La vénérable institution de la Cour des comptes vient même de publier un rapport sur l’académie de Saint-Cyr, en évitant cependant ce sujet pourtant clef du lien et de l’ouverture à notre société.
A contrario, des médecins militaires, d’anciens sous-officiers, officiers de marine et de l’armée de l’air, de même que des officiers de l’armée de terre qui n’ont jamais fait partie de cette « élite saint-cyrienne » me posent de nombreuses questions. Ils sont rejoints par des « civils », notamment des universitaires, des reporters et quelques politiques qui se demandent en particulier quelles sont les conséquences – positives et négatives – de cette culture du silence si profondément ancrée, ou plutôt « apprise au berceau », chez les saint-cyriens.
Faut-il la remettre en cause ? Savons-nous anticiper les conséquences d’une telle évolution ? Mais tous se rejoignent sur les effets les plus négatifs de la Grande Muette et notamment sur le « dangereux sentiment de protection » qu’elle a pu apporter aux officiers confrontés à des situations compliquées. Pourtant, la jurisprudence sur le sujet est d’une grande clarté depuis le procès de Nuremberg : la responsabilité d’un officier est pleine et entière, quels que soient les ordres reçus. Un officier dispose en effet de cette responsabilité redoutable dans l’organisation militaire de pouvoir dire non, même si Saint-Cyr évite soigneusement ce point crucial.
S’interroger sur la sortie de cette culture historique du silence de l’armée française, et empêcher que puisse se reproduire par exemple une affaire aussi grave et dramatique que le soutien apporté aux génocidaires du Rwanda sur ordre de l’Elysée, leur apparaît comme une évidence. Mais comment procéder sans faire disparaître pour autant une académie réputée dans le monde entier pour la qualité des officiers qui en sont sortis ?
Relier Saint-Cyr à la société et aux grandes institutions d’enseignement
Le rapport de la cour des comptes évoque sa transformation juridique en établissement publique afin de positionner Saint-Cyr parmi les grands établissements de formation. Cela l’ouvrirait formellement aux partenariats, alors que Cyr n’est actuellement qu’une subdivision hiérarchique de l’armée de terre, avec une autonomie de gestion comme d’enseignement proche du néant.
De fait, la culture du silence qui est un des fondements de l’enseignement de Saint-Cyr gagnerait à évoluer vers une culture du débat qui n’est pas contradictoire avec le respect du secret professionnel, la discipline en opération et l’obligation de réserve qui sied à tout serviteur de l’Etat.

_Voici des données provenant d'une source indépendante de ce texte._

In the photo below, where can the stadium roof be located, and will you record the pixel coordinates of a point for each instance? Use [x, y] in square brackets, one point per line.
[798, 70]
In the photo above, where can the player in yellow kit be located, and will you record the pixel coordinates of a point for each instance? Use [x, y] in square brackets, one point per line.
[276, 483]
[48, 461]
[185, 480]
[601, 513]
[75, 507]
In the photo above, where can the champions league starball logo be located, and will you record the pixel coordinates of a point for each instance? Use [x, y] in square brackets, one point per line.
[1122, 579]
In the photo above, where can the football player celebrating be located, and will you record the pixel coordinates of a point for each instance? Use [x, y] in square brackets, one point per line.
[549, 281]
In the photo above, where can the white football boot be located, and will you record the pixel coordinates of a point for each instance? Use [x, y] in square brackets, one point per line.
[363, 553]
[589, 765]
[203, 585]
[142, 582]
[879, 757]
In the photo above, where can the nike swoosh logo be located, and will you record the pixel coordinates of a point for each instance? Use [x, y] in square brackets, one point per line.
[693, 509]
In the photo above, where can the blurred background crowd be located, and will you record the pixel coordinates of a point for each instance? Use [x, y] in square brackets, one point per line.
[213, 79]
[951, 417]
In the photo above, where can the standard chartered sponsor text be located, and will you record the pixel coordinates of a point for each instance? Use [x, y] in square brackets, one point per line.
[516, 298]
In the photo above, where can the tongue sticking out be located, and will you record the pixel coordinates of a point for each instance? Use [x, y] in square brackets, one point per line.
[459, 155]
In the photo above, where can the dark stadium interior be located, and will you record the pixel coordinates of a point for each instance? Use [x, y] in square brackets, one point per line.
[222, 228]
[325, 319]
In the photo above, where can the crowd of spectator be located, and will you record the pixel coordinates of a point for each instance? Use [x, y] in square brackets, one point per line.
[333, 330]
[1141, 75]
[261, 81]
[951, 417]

Une transformation en profondeur commencerait par l’ouverture de Saint-Cyr à la société que l’institution militaire affirme vouloir protéger. Ce bocal, qui est un héritage napoléonien dépassé sous bien des aspects, gagnerait à se connecter au monde qui l’entoure, en commençant par son recrutement. Saint-Cyr est probablement la dernière « grande école » en France où les femmes représentent à peine 10 % d’une promotion…
Pour notre société « civile », qui porte une large part de responsabilité dans le fait qu’elle-même parle si peu à son armée, le choix n’est pas encore fait. Elle sait que l’armée ne se réformera pas d’elle-même, mais cette société s’intéresse-t-elle assez à son institution militaire alors qu’elle découvre avec la guerre en Ukraine qu’elle n’a jamais été aussi menacée ? ■
*Saint-cyrien, Guillaume Ancel est un ancien lieutenant-colonel, breveté de l’Ecole de Guerre et de l’Institut royal supérieur de défense de Bruxelles. Il a quitté l’armée de terre à mi-parcours pour rejoindre le monde des entreprises, il est aussi chroniqueur radio et TV. Il a publié aux Belles Lettres des récits particulièrement réalistes sur ses opérations militaires, dont il est un des rares officiers de sa génération à avoir témoigné, suscitant de nombreux débats. Il est l’auteur du Blog Ne Pas Subir.